🤖 AI Summary
This work addresses the performance limitations of neural Koopman operators in modeling and controlling nonlinear robotic systems, which stem from an unclear trade-off between dataset size and latent space dimensionality. The study presents the first rigorous derivation of an upper bound on the Koopman approximation error, decomposing it into sampling and projection errors. Building on this decomposition, the authors establish a quantitative scaling law that relates sample complexity, latent dimension, and control performance. Guided by this theoretical insight, they propose two lightweight regularization strategies—covariance loss and inverse control loss—to optimize the allocation of data and model resources.
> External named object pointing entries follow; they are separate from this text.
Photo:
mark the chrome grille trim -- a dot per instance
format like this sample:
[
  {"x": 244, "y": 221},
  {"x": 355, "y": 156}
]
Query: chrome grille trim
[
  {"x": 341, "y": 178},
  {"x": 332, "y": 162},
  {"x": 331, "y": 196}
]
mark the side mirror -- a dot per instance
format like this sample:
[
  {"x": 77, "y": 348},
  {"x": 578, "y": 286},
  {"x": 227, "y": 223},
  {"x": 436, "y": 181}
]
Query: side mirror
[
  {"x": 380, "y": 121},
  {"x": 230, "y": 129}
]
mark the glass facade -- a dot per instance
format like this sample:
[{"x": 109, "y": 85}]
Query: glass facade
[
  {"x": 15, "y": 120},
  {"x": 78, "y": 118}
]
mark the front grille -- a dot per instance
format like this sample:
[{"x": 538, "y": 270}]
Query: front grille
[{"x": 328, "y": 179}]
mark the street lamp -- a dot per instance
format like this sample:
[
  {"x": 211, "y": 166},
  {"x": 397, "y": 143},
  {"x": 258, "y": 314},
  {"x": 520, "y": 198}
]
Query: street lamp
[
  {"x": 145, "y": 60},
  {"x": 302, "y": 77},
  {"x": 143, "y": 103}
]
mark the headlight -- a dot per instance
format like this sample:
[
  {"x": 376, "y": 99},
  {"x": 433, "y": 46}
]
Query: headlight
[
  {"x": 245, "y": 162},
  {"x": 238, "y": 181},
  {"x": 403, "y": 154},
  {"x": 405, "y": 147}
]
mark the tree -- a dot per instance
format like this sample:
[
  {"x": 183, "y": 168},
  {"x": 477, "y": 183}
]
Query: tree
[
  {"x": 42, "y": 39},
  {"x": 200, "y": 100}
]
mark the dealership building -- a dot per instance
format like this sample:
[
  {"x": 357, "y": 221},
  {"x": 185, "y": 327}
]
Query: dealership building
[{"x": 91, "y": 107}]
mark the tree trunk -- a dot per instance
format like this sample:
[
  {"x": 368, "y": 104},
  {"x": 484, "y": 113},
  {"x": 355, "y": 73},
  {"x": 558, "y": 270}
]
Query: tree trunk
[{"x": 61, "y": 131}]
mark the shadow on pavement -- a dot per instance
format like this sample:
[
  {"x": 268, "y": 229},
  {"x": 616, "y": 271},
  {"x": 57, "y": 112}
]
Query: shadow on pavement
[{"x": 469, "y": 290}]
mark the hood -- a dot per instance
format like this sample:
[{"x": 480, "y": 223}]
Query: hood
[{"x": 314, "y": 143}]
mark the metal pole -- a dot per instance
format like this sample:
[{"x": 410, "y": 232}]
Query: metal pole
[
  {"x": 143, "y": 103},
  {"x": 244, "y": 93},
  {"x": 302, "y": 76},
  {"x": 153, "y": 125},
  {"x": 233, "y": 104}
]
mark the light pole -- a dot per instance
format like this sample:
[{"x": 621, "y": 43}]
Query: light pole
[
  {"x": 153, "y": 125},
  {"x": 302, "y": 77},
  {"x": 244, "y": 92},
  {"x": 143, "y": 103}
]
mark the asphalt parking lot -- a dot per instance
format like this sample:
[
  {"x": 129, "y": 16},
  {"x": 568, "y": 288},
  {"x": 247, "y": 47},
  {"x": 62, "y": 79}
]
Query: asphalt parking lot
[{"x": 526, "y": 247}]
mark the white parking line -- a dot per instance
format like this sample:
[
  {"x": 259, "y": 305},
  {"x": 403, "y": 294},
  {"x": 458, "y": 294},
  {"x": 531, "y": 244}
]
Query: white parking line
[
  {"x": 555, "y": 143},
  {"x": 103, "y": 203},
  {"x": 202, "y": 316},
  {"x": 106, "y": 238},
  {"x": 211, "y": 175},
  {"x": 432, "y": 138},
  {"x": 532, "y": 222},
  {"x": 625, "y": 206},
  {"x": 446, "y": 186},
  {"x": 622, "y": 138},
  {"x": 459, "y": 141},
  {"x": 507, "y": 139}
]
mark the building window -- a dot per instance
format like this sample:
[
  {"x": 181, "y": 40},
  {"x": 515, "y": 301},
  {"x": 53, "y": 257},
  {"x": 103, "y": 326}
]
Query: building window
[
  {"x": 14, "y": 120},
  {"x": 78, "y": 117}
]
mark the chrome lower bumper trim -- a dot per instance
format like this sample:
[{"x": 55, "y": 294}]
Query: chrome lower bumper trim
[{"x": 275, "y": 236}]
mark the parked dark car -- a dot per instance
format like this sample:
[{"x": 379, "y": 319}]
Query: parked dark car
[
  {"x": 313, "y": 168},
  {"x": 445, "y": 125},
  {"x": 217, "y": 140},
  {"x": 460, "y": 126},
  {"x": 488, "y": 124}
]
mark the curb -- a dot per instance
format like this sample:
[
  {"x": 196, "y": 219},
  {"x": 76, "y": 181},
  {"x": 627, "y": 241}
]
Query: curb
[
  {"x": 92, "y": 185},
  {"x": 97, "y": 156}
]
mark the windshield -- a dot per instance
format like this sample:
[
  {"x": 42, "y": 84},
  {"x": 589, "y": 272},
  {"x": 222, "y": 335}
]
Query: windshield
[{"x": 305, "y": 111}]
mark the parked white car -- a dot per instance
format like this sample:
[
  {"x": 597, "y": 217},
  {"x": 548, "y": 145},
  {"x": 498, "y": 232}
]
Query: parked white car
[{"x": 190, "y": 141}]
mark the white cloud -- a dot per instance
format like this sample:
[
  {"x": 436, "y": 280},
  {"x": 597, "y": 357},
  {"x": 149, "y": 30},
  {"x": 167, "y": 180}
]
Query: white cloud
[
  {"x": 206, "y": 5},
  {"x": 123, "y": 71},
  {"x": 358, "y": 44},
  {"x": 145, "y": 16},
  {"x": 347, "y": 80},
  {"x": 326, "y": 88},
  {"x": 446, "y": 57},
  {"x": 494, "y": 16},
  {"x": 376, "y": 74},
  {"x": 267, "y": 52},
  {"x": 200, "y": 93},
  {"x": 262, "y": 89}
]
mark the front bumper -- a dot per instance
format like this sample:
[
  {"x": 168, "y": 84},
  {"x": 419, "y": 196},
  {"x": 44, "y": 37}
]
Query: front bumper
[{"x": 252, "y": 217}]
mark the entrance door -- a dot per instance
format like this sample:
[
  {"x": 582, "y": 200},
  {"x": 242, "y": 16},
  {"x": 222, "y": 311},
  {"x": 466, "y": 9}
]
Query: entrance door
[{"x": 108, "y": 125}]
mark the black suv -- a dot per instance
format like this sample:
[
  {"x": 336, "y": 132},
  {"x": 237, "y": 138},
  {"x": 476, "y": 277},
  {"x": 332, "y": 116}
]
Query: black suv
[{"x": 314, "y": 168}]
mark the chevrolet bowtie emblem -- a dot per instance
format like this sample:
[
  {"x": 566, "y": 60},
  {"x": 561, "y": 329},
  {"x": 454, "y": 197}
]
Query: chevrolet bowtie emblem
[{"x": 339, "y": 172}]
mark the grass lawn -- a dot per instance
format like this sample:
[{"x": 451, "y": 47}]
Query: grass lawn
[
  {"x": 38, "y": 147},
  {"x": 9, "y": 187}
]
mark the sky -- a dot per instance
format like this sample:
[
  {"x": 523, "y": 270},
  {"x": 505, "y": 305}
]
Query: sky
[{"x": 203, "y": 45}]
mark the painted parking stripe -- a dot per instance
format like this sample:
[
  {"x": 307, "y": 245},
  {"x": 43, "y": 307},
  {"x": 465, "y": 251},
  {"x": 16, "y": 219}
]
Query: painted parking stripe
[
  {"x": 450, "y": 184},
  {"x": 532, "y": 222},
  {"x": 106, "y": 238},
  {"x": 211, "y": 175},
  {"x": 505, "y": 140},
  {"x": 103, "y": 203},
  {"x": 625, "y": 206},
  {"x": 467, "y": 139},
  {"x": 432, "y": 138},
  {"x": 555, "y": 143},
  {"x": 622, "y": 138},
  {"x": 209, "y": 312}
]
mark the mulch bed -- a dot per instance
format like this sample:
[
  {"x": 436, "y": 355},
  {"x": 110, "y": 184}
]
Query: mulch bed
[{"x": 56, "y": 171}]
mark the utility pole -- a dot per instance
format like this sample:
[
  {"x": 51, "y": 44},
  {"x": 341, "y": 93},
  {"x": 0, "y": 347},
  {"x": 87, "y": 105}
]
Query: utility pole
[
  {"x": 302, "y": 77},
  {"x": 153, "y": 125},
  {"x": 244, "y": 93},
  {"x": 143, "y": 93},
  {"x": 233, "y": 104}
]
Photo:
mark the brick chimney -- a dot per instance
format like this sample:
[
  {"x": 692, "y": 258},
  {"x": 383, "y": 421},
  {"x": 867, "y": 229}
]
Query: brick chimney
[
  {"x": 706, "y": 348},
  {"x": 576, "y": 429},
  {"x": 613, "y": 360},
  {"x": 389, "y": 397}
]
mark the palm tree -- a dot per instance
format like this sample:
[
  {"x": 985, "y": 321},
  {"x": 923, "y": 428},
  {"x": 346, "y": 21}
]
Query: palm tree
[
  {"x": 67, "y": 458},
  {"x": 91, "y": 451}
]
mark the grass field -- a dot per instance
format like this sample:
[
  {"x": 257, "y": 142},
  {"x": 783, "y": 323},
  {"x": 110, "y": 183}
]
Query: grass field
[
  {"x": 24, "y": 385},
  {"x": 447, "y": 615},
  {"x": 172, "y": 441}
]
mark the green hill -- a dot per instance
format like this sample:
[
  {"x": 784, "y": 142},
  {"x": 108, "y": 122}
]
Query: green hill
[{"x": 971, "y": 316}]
Experiments across six robotic environments validate the derived scaling law and demonstrate that the proposed methods significantly improve both dynamic modeling accuracy and closed-loop control performance.
📝 Abstract
Data-driven neural Koopman operator theory has emerged as a powerful tool for linearizing and controlling nonlinear robotic systems. However, the performance of these data-driven models fundamentally depends on the trade-off between sample size and model dimensions, a relationship for which the scaling laws have remained unclear. This paper establishes a rigorous framework to address this challenge by deriving and empirically validating scaling laws that connect sample size, latent space dimension, and downstream control quality. We derive a theoretical upper bound on the Koopman approximation error, explicitly decomposing it into sampling error and projection error. We show that these terms decay at specific rates relative to dataset size and latent dimension, providing a rigorous basis for the scaling law. Based on the theoretical results, we introduce two lightweight regularizers for the neural Koopman operator: a covariance loss to help stabilize the learned latent features and an inverse control loss to ensure the model aligns with physical actuation. The results from systematic experiments across six robotic environments confirm that model fitting error follows the derived scaling laws, and the regularizers improve dynamic model fitting fidelity, with enhanced closed-loop control performance. Together, our results provide a simple recipe for allocating effort between data collection and model capacity when learning Koopman dynamics for control.